Exit Velocity, I think, is a good first step to get players to buy into the advanced stats. Players are already used to understanding the importance of velocity from the pitching side. It’s easy for a player to understand that the more velocity a pitcher has, the more margin for error he has on command. It should similarly be easy for them to understand that the harder you hit the ball, the more likely it is to be an extra-base hit or just fall in for a hit (outside of texas leaguers). It also doesn’t depend on a multitude of calculations, like wOBA, or it’s logical extension, wRC+.
That’s not the only way that Kapler is making moves with the Dodger’s though. For our last source, let’s go to VEB’s sister site, TrueBlueLA.com, the Dodger’s SBN site. When they - and the rest of the media at the time - saw Kapler as the inevitable next field manager for the Dodgers, they had this to say:
Kapler, the Dodgers' director of player of development, among other things in 2015 totally revamped the food fed to the players across the minors, opting for more nutritious fare. That practice began in spring training at the major league facility as well, with organic food and no more soda.
This seems like such a simple change. Baseball is a multi-billion dollar business. They pay their minor league talent horribly though. Investing in more nutritious food, even across an entire Minor League organization, is a drop in the bucket compared to signing free agents to hundred million dollar contracts. Getting their players - which are the teams’ most valuable asset - the type of food that is going to optimize their performance is a slam dunk.
For a quote not from Kapler himself, let’s see what his boss, Andrew Friedman thinks. Friedman of course is the current President of Baseball Operations with the Dodgers, after a historically great run as the General Manager of the shoestring budget Rays. Here’s what he had to say after hiring Kapler:
"He's incredibly bright, he's a tremendous leader of people, and he's an exceptional communicator," Friedman said in November 2014 when Kapler was hired. "It's so hard for players, who are so mired in it, to sometimes see the bigger picture or even look at it from a different perspective. Gabe is incredibly skilled at seeing things at different perspectives."

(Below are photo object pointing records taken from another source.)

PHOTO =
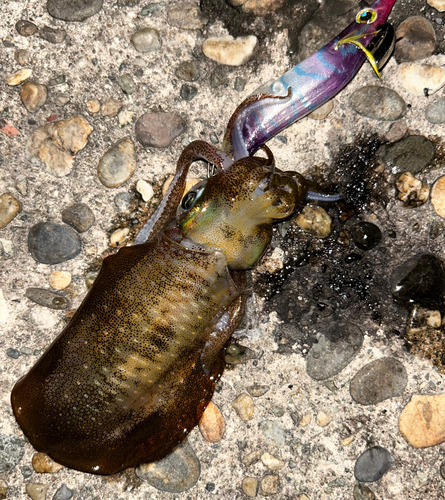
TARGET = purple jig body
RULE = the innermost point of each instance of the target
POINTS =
(305, 87)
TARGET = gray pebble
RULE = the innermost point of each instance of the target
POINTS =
(13, 353)
(334, 351)
(51, 243)
(52, 35)
(123, 202)
(379, 380)
(12, 450)
(379, 103)
(416, 39)
(159, 129)
(79, 216)
(63, 493)
(146, 40)
(435, 111)
(26, 28)
(188, 92)
(46, 298)
(188, 71)
(273, 432)
(186, 16)
(118, 164)
(79, 10)
(126, 83)
(411, 154)
(177, 472)
(372, 464)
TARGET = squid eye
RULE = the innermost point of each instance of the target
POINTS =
(191, 197)
(366, 16)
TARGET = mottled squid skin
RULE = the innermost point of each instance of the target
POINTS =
(132, 373)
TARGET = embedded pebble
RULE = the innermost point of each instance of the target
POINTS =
(146, 40)
(51, 243)
(118, 164)
(315, 220)
(416, 77)
(244, 407)
(25, 27)
(435, 111)
(186, 16)
(328, 357)
(9, 208)
(386, 103)
(421, 421)
(366, 235)
(12, 450)
(42, 463)
(411, 154)
(270, 484)
(36, 491)
(188, 71)
(63, 493)
(33, 96)
(437, 197)
(412, 191)
(159, 129)
(211, 424)
(110, 107)
(54, 144)
(257, 390)
(437, 4)
(46, 298)
(59, 280)
(378, 380)
(177, 472)
(363, 492)
(421, 280)
(271, 462)
(79, 216)
(119, 236)
(19, 77)
(73, 11)
(52, 35)
(323, 419)
(416, 39)
(123, 202)
(145, 189)
(372, 464)
(228, 50)
(273, 432)
(250, 486)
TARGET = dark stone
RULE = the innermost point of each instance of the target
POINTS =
(386, 103)
(416, 39)
(372, 464)
(175, 473)
(79, 216)
(52, 35)
(73, 10)
(26, 28)
(366, 235)
(379, 380)
(188, 92)
(12, 450)
(420, 280)
(47, 298)
(411, 154)
(51, 243)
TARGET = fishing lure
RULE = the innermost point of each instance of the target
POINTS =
(131, 374)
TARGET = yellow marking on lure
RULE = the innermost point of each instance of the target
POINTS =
(354, 39)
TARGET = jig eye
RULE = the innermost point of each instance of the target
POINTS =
(366, 16)
(192, 196)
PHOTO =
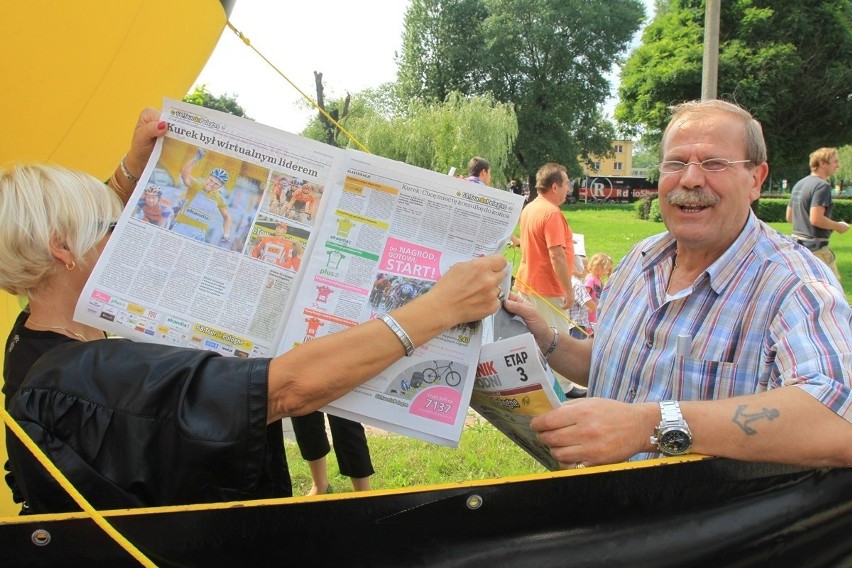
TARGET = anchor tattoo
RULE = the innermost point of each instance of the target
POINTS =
(742, 419)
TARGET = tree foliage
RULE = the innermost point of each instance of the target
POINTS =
(442, 49)
(201, 96)
(843, 175)
(432, 135)
(787, 61)
(547, 58)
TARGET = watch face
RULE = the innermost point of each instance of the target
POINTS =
(675, 441)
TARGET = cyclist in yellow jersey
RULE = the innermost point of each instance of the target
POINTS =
(202, 202)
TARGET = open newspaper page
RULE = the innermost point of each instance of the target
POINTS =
(207, 250)
(513, 384)
(248, 241)
(390, 232)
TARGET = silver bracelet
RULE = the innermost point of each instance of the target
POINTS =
(403, 336)
(553, 343)
(130, 177)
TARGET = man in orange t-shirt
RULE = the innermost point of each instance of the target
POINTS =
(547, 251)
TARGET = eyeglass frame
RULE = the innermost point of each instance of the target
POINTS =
(728, 164)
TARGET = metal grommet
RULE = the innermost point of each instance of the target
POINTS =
(40, 537)
(474, 502)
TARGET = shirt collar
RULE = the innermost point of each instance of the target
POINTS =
(722, 271)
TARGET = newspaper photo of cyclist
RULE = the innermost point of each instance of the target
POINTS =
(390, 291)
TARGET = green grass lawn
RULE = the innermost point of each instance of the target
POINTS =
(484, 453)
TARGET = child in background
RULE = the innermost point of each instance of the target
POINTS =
(583, 303)
(598, 269)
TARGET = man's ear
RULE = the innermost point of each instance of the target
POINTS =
(758, 176)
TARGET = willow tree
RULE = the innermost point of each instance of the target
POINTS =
(549, 59)
(787, 61)
(433, 135)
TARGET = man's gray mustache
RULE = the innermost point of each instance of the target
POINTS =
(692, 198)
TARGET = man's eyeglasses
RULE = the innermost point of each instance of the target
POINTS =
(711, 165)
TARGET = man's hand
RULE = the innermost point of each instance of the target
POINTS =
(595, 431)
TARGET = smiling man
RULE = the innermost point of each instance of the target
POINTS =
(720, 336)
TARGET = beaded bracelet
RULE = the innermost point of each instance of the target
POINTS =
(553, 343)
(403, 336)
(130, 177)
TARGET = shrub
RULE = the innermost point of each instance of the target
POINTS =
(643, 207)
(772, 209)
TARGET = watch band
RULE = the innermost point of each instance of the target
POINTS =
(670, 414)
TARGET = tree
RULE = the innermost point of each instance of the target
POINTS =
(547, 58)
(787, 61)
(432, 135)
(843, 175)
(442, 49)
(226, 103)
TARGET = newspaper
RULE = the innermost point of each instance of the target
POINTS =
(513, 384)
(301, 240)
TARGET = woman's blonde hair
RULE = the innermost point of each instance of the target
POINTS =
(42, 205)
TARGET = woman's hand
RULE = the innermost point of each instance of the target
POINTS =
(540, 329)
(468, 291)
(148, 129)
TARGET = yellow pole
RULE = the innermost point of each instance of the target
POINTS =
(9, 310)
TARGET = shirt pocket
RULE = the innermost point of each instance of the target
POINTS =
(699, 379)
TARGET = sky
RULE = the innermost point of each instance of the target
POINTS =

If you didn’t know much about Gabe Kapler, you do now. I ask you, What else could you want from a manager? Complaints about Matheny inevitably brings up the question of which other manager would be better. While I sometimes loathe the decisions Matheny makes, swapping in another status quo manager will only change the details of what we complain about.
Gabe Kapler however, breaks the mold. He has what every manager needs, an ability to control a clubhouse by virtue of his leadership and the fact that he’s been there before. He has something few of them have though, which is an open-mindedness and analytical nature to question the status quo, and contribute to change for the better. The Cardinals probably aren’t going to pull what the L.A. Rams did and fire a lead decision maker just months after agreeing to an multi-year extension. Still, I really wish they would, and replace him with possibly the Billy Beane of field managers. For one last quote, I’ll leave you with how Kapler himself sums up how he tries to live his life:
"I want to be flexible, I want to be nimble. I want to be thoughtful. Those are some of the cornerstones of my belief systems."